Despite being born in December 2006, future NBA lottery pick Cooper Flagg has a lot of respect for basketball legends that retired way before he could see them live.
In interviews with GQ Sports and SLAM Magazine earlier this month, the 17-year-old Newport native called Michael Jordan the greatest basketball player of all time, and said the 1985-86 Celtics was the greatest basketball team of all time.
“We’d have a couple-hour drive for AAU tournaments and our little Chrysler van had a movie projector that would come down the middle and we’d pop in ‘85-86 Celtics the whole championship run and watch game by game, playing the whole thing over and over again,” Flagg told CBS Sports in a July 12 article.
“I think the way they played, the way they got the ball out quickly, moved it down the court, the selflessness and unselfishness on that team of just accepting a role, doing the right things, putting your body on the line, it kind of embodies what a good team has to have. That type of influence has been invaluable to me,” he said.
Also asked to name his all-time starting five, Flagg excluded the 1985-86 season MVP Larry Bird, instead choosing Los Angeles Laker greats Magic Johnson, Kobe Bryant, LeBron James and Kareem Abdul-Jabbar to play alongside Jordan.
Flagg played against James, Kawhi Leonard (Cooper’s choice for greatest defender ever) and the 2024 USA men’s Olympic basketball team in scrimmages with the USA Select Team last weekend, wowing coaches, players and media members alike.
One of the first highlights to come out of the Las Vegas-based scrimmages was a backdoor cut and slam dunk for Flagg, off an assist from Golden State’s All-Rookie first-teamer Brandin Podziemski — who he called his favorite teammate from the Select Team.

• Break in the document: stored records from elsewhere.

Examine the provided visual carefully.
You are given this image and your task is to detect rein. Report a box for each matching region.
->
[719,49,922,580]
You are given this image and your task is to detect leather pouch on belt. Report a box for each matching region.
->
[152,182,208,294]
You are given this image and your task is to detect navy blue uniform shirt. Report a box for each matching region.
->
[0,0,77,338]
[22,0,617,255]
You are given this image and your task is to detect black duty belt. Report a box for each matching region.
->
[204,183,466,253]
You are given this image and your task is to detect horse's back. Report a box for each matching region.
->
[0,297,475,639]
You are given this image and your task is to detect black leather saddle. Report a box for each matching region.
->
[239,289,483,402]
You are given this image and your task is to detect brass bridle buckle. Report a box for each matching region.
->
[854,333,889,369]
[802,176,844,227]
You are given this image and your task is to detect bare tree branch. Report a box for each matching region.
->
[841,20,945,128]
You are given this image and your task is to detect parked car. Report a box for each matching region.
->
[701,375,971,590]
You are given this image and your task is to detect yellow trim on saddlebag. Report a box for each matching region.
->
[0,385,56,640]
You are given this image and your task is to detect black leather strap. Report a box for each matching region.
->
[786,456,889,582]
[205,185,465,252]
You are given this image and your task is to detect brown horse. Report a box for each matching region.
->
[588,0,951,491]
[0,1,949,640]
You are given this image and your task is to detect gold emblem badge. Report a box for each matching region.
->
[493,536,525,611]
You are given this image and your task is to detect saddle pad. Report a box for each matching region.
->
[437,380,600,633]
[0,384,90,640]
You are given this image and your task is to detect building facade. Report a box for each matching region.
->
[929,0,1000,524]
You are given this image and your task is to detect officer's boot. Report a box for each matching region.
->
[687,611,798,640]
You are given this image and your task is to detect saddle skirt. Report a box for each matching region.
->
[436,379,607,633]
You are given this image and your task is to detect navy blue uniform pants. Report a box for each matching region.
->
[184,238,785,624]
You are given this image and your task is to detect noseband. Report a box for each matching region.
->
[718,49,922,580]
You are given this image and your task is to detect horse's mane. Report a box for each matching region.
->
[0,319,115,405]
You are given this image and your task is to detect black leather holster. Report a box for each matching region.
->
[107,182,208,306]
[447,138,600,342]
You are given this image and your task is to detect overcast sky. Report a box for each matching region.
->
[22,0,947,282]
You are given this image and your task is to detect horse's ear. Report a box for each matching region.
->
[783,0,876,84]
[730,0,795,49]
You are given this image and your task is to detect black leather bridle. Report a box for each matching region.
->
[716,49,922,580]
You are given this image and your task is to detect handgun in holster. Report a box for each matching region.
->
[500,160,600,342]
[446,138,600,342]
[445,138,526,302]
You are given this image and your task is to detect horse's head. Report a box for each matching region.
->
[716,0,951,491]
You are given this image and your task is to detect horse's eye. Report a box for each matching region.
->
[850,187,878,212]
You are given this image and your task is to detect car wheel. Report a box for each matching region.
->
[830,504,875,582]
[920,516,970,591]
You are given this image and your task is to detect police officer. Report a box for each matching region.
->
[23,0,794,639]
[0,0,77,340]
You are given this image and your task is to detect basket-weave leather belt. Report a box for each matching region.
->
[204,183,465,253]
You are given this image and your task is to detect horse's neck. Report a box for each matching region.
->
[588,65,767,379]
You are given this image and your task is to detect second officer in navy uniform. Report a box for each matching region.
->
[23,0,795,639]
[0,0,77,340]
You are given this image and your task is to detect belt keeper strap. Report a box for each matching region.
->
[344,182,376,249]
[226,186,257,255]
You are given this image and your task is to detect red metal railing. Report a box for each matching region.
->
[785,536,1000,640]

“I’d probably say Brandin Podziemski from the Warriors [was my favorite player to play with],” Flagg told NBC Sports at the ESPYs red carpet in Los Angeles on July 11. “Just cause he plays at such a good pace and just plays the right way.”
Flagg was awarded the Gatorade Male Player of the Year at the ESPYs, and previously won Mr. Basketball USA and the Naismith High School Boys Basketball Player of the Year Award this spring.
The only other winners of all three awards are LeBron James (2003), Andrew Wiggins of the Golden State Warriors (2013) and former Portland Trailblazer Greg Oden (2006). All three were drafted with No. 1 overall picks.